The Escambia County Commission is expected this afternoon to sign on to the latest formula agreed to for the county-level RESTORE Act pot.
“It isn’t exactly what we wanted, but it’s what brought everybody together,” said Commissioner Grover Robinson, who has been the commission’s point person for RESTORE matters.
A consortia of the eight Florida counties most impacted by the 2010 oil spill have been hammering out a formula for how their share of Clean Water Act money—or RESTORE money—will be divvied up. Escambia’s proximity to the spill, being the westernmost county in the state, has assured it’s place at the front of the line.
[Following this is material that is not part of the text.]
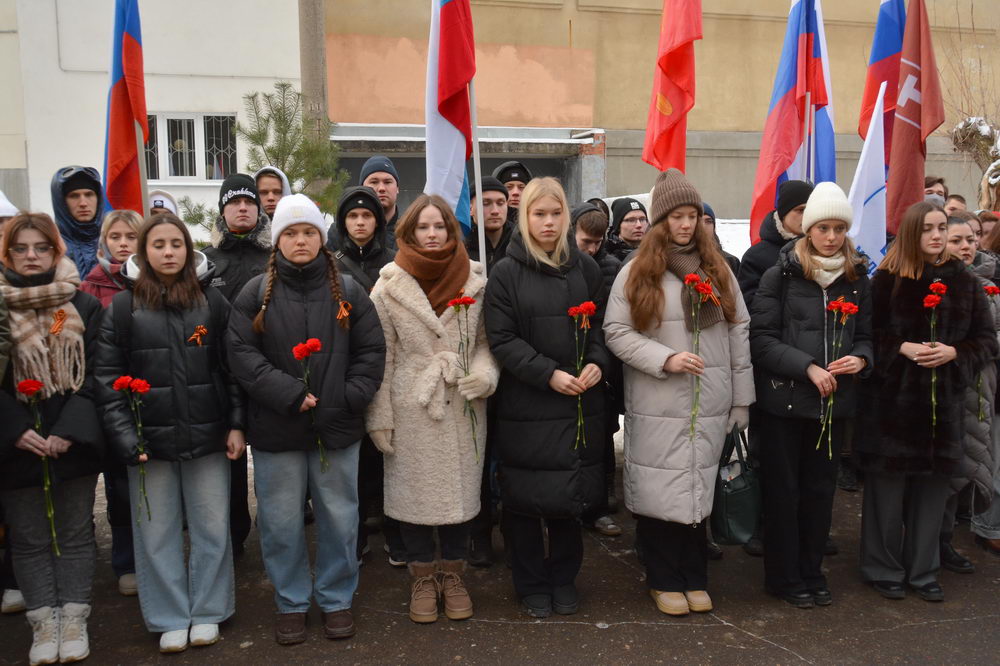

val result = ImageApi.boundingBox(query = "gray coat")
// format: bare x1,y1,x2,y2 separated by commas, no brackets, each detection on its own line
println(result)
604,263,754,524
Robinson informed his fellow commissioners that Escambia should be seeing 25.334 percent of the total pot of money allocated to the eight counties. The overall sum of the Clean Water Act penalty has yet to be decided, and will be split into multiple pots, divided between the federal government and the five Gulf Coast states.
“We’re about a percentage point off where we end up losing,” Robinson said. “At the end of the day, it was the right thing to do for a team approach.”
Commission Chairman Gene Valentino noted that Escambia—the last county to sign on to the agreement—faired will in the tentative formula between the eight counties. The percentage reduction was easy enough to live with.
“It’s not material,” Valentino said. “Very good.”
“If it’s ten billion,” Robinson threw out a hypothetical RESTORE settlement, “we just went from $113 million to $106 million.”
The county commission will meet this afternoon at 5:30 p.m. at the downtown governmental complex. Public forum is at 4:30 p.m.